Big Balls and Ground Falls - Jim Pope
- Wednesday 29th April 2020
Jim Pope’s recently released film Big Balls and Ground Falls is a celebration all everything big and bold about climbing on grit.
Somewhat different from many of today's climbing films Big Balls and Ground Falls – as you might imagine from the title – is a ‘bare-chested, scary climbing, action-only' movie. Aged just 13 Jim did Life Assurance, an E6 at Burbage South; it appears to have ignited a spark which has burned deep within him since.
Jim explained to Climber how his ascent of Life Assurance came about and how his passion for hard routes has developed: ‘At the time I wasn’t climbing outside as much as I am now, and I just saw it as going out climbing, I guess I got into the harder more serious stuff when I moved to Sheffield three years ago and had it all on my doorstep.’
Jim progressed through the routes and grades but what, we asked, was his first proper hard/scary route? ‘I think my first proper hard route was Meshuga; that was the first difficult one where you couldn’t fall off at least. But I did a lot of easier stuff to build up to that.’
Historical context, as well as a good line on a good crag, is important to Jim too: ‘A tick means more when it has all those factors behind it, but I’ll still do lesser-known routes just for the sake of doing them or for the challenge.’
So what was the inspiration for Big Balls and Ground Falls? ‘I really like films like Consumed and A Shock of the New, and I really looked up to the climbers in them. I wanted to recreate something similar, with the current trad scene.
Some of the routes featured in the film were headpointed – not all though as Jim confirmed: ‘A few were flashed in the film; Bad and the Beautiful, Nah’han and Desperate Dan and a lot of them were done ground-up.’
In the spirit of the film, we threw a bunch of quick-fire questions at Jim to drill a little deeper into the routes featured in the film…
Best route and why?
Meshuga – it has a bit of everything, the crag has a pretty unique atmosphere, the line is really proud, and there’s good history behind it.
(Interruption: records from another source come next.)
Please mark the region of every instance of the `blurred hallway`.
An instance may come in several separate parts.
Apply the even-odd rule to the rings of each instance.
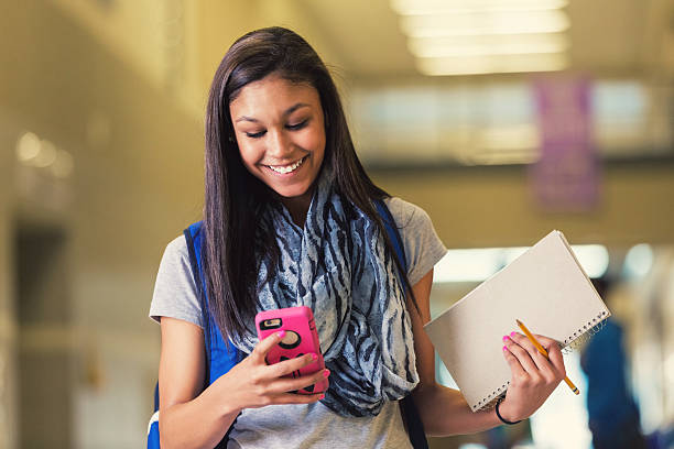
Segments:
[[[418,31],[433,3],[2,3],[0,449],[144,443],[160,350],[148,309],[166,243],[202,217],[210,79],[237,36],[267,25],[297,31],[334,68],[369,173],[424,208],[447,248],[526,247],[552,229],[606,248],[642,429],[672,431],[674,0],[552,2],[566,24],[552,33],[559,45],[513,41],[525,46],[515,54],[533,52],[524,68],[493,37],[445,35],[439,22]],[[436,15],[478,29],[478,15],[461,15],[478,12]],[[551,52],[558,65],[539,66]],[[541,98],[567,88],[589,106],[554,128],[577,138],[580,123],[569,147],[587,169],[566,161],[569,171],[540,180],[551,169]],[[478,264],[486,276],[498,269]],[[436,273],[433,314],[478,278]],[[575,413],[559,407],[540,423]],[[539,431],[534,418],[431,445],[568,448]],[[568,431],[585,441],[589,430]]]

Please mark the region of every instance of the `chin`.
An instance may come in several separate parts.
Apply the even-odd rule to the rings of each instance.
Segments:
[[[279,188],[274,188],[273,190],[280,196],[282,196],[283,198],[291,199],[291,198],[297,198],[297,197],[306,195],[308,189],[309,189],[309,186],[297,186],[297,187],[279,187]]]

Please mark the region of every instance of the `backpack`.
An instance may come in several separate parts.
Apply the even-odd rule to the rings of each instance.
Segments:
[[[384,228],[389,236],[389,240],[393,244],[395,255],[401,262],[402,269],[407,270],[407,261],[405,259],[405,250],[402,243],[402,238],[398,232],[391,211],[382,200],[374,200],[374,206],[381,216]],[[187,241],[187,251],[189,253],[189,263],[192,265],[192,272],[194,280],[200,288],[197,288],[199,296],[199,305],[202,313],[204,314],[204,340],[206,347],[206,379],[204,382],[204,388],[215,382],[219,376],[231,370],[237,363],[243,359],[243,353],[238,350],[233,344],[227,344],[222,339],[222,336],[216,326],[210,314],[208,314],[208,305],[206,295],[204,292],[205,284],[202,276],[202,221],[191,225],[184,230],[185,240]],[[428,449],[426,441],[426,435],[424,432],[423,423],[418,416],[418,410],[412,398],[412,395],[400,401],[400,407],[402,410],[403,420],[407,426],[407,435],[410,436],[410,442],[414,449]],[[229,432],[233,428],[232,423],[229,430],[222,437],[222,440],[216,446],[218,448],[226,448],[227,441],[229,440]],[[159,434],[159,383],[154,386],[154,415],[150,418],[148,424],[148,449],[160,448],[160,434]]]

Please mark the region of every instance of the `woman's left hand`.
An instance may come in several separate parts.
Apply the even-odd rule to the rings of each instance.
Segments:
[[[503,337],[503,357],[512,379],[499,413],[509,421],[531,416],[566,376],[558,344],[546,337],[535,336],[545,348],[546,359],[522,333]]]

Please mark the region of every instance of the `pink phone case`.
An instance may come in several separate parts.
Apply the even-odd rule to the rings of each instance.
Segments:
[[[267,363],[273,364],[282,360],[293,359],[309,352],[318,355],[318,360],[292,373],[292,377],[313,374],[325,369],[318,333],[314,322],[314,314],[306,306],[287,307],[275,310],[264,310],[256,315],[258,337],[263,340],[271,333],[285,330],[285,337],[267,354]],[[327,390],[327,380],[302,388],[296,393],[312,394]]]

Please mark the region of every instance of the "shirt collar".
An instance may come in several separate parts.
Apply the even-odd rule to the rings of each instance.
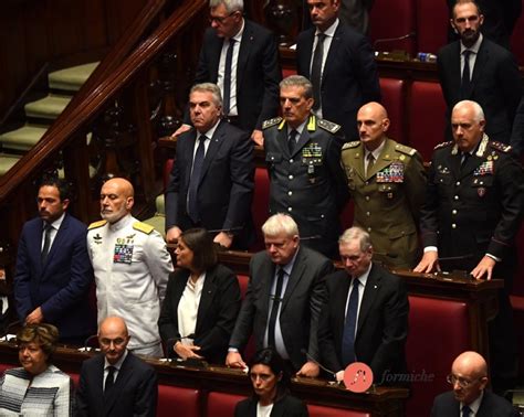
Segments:
[[[64,221],[64,217],[65,217],[65,212],[63,212],[62,215],[59,218],[56,218],[54,222],[49,223],[49,225],[51,225],[51,227],[53,227],[55,231],[57,231],[60,228],[60,226],[62,225],[62,222]],[[48,224],[46,222],[43,222],[43,228],[45,228],[46,224]]]
[[[471,47],[465,47],[464,44],[462,43],[462,41],[460,41],[460,54],[462,55],[462,53],[465,50],[468,50],[468,51],[474,52],[474,54],[476,55],[479,53],[480,45],[481,45],[483,39],[484,39],[484,36],[482,36],[482,33],[481,33],[479,35],[479,39],[476,40],[476,42],[473,43],[473,45]]]
[[[318,33],[324,33],[326,36],[331,36],[333,38],[335,35],[335,31],[336,29],[338,28],[338,18],[335,19],[335,21],[333,22],[333,24],[327,28],[324,32],[319,31],[318,28],[316,29],[315,31],[315,36],[318,34]]]
[[[116,361],[116,363],[114,365],[112,365],[109,362],[107,362],[107,359],[104,356],[104,370],[107,370],[107,367],[113,366],[113,367],[116,368],[116,371],[120,371],[122,364],[126,360],[128,353],[129,352],[126,349],[124,351],[124,354],[120,356],[120,359],[118,361]]]
[[[202,136],[202,135],[206,135],[206,137],[207,137],[209,140],[211,140],[211,138],[212,138],[213,135],[214,135],[214,131],[217,130],[217,127],[218,127],[219,122],[220,122],[220,119],[218,119],[217,122],[216,122],[216,124],[211,127],[211,129],[209,129],[208,131],[205,131],[205,132],[202,132],[202,133],[199,132],[199,131],[197,131],[197,133],[198,133],[198,135],[197,135],[197,138],[199,138],[199,137]]]

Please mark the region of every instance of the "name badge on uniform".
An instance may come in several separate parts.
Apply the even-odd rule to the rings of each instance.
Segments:
[[[130,264],[133,260],[133,240],[117,238],[115,253],[113,254],[114,264]]]

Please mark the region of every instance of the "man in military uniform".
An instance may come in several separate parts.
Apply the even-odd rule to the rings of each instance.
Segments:
[[[284,118],[263,124],[270,213],[290,214],[303,245],[336,257],[338,215],[347,200],[340,126],[311,114],[313,89],[303,76],[280,83],[280,101]]]
[[[417,150],[389,139],[386,109],[368,103],[357,114],[360,140],[344,145],[342,164],[355,202],[354,224],[371,236],[374,257],[386,266],[412,268],[426,172]]]
[[[98,324],[125,318],[134,353],[163,356],[158,317],[172,263],[166,243],[151,226],[130,215],[133,185],[115,178],[102,186],[102,221],[92,223],[87,247],[95,272]]]
[[[420,222],[425,254],[415,270],[460,267],[474,279],[505,279],[499,314],[490,329],[492,382],[494,389],[502,392],[512,386],[516,374],[509,291],[516,260],[513,244],[524,206],[524,179],[511,148],[490,141],[484,127],[484,113],[478,103],[463,100],[454,106],[454,141],[437,146],[431,161]]]

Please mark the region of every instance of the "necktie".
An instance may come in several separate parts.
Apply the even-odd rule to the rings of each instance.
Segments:
[[[290,138],[287,139],[287,149],[290,150],[290,156],[292,156],[295,152],[297,135],[298,132],[295,129],[293,129],[290,133]]]
[[[313,63],[311,65],[311,83],[313,84],[313,109],[321,108],[321,84],[322,84],[322,61],[324,61],[324,40],[326,35],[318,33],[315,52],[313,53]]]
[[[470,55],[471,51],[465,50],[462,52],[464,55],[464,70],[462,71],[462,81],[460,83],[460,94],[462,99],[468,98],[470,96],[471,89],[471,71],[470,71]]]
[[[371,152],[367,154],[367,167],[366,167],[366,175],[371,172],[373,165],[375,165],[375,157],[373,156]]]
[[[189,217],[193,221],[193,223],[198,223],[200,220],[198,213],[198,202],[197,202],[197,191],[198,184],[200,182],[200,177],[202,174],[202,167],[203,167],[203,157],[206,156],[206,142],[207,136],[201,135],[198,138],[198,148],[197,152],[195,152],[195,159],[192,161],[192,171],[191,178],[189,179],[189,190],[188,190],[188,214]]]
[[[233,62],[233,47],[237,41],[229,40],[228,52],[226,53],[226,68],[223,71],[223,115],[228,116],[231,107],[231,65]]]
[[[462,417],[470,417],[471,408],[468,406],[462,407]]]
[[[45,223],[44,226],[44,246],[42,248],[42,265],[45,264],[45,259],[48,259],[49,248],[51,247],[51,231],[53,226],[49,223]]]
[[[276,325],[276,316],[279,313],[279,307],[282,302],[282,287],[284,286],[284,269],[280,268],[277,278],[276,278],[276,287],[275,292],[273,296],[273,307],[271,308],[270,314],[270,322],[268,324],[268,346],[276,348],[275,343],[275,325]]]
[[[355,329],[357,327],[358,313],[358,278],[353,279],[353,290],[349,295],[349,303],[346,312],[346,323],[342,336],[342,362],[344,367],[355,362]]]
[[[108,393],[115,385],[115,366],[107,367],[107,376],[105,377],[104,394]]]

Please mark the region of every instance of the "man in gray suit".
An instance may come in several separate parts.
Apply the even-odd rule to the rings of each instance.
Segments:
[[[256,350],[273,346],[297,375],[317,376],[318,317],[333,264],[300,246],[298,227],[286,214],[271,216],[262,233],[266,249],[251,259],[226,364],[245,367],[240,352],[253,333]]]

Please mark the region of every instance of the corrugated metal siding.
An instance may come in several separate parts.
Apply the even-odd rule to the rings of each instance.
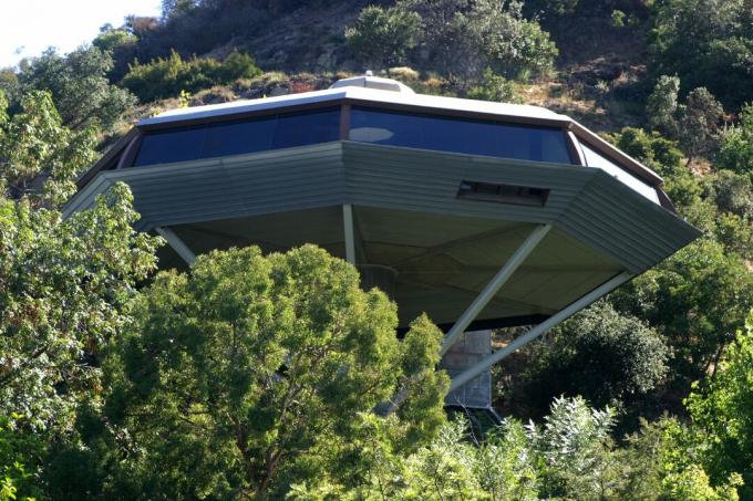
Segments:
[[[126,181],[137,228],[353,203],[508,221],[553,222],[638,273],[698,231],[599,169],[329,143],[252,155],[101,173],[69,203],[92,203]],[[550,189],[545,207],[457,199],[461,180]]]
[[[413,148],[343,144],[350,202],[370,207],[551,222],[588,176],[580,167]],[[545,207],[458,199],[462,180],[549,188]]]
[[[633,273],[653,267],[699,236],[697,229],[677,216],[633,195],[601,171],[597,171],[556,225],[615,255]]]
Biggest climbing tick for you?
Flashing Master’s Edge was cool, I saved it for a long time, it’s far from the hardest tick but it’s really technical and the routes a classic.
Biggest historical tick for you?
Probably Master’s Edge again.
Closest to falling off?
Closest to falling off was probably on Simba’s Pride, my heel slid on some scrittle on the worst holds of the route; that would have been a bad one!
The scariest moment was watching Henry on Gaia, ha-ha. His top-rope goes looked a little sketchy but he was smooth in the end.
Most technical sequence/route?
I think Benign Lives was the most technical, there are some really poor feet and virtually no hand, but there’s just enough to get up it which is cool.
Destructive Tendencies has some really good moves on the crux, and that hardly ever gets done! It should see some more attention.
Most sustained climbing?
For me, Meshuga was pretty sustained, if your short there’s another hard move after the classic chuck. The move to the break where you put gear is really go’ey!
Most droppable moves?
The stand up on Silk is a really droppable move, all your holds are bad; luckily it’s not that high up! It’s really impressive that Johnny (Dawes) did the FA of that on-sight.
Biggest tick that got away?
Soul Doubt at Froggatt! I need to finish that one-off, a pebble has broken at the top which makes it a bit trickier, that one’s properly scary too!
Next on the list?
We’re not done there, would love to make another film with some harder routes. I’d like to push myself a bit more, I’d love to do Parthian Shot and repeat some of Miles Gibson's unrepeated routes. Dangermouse at Wimberry in particular!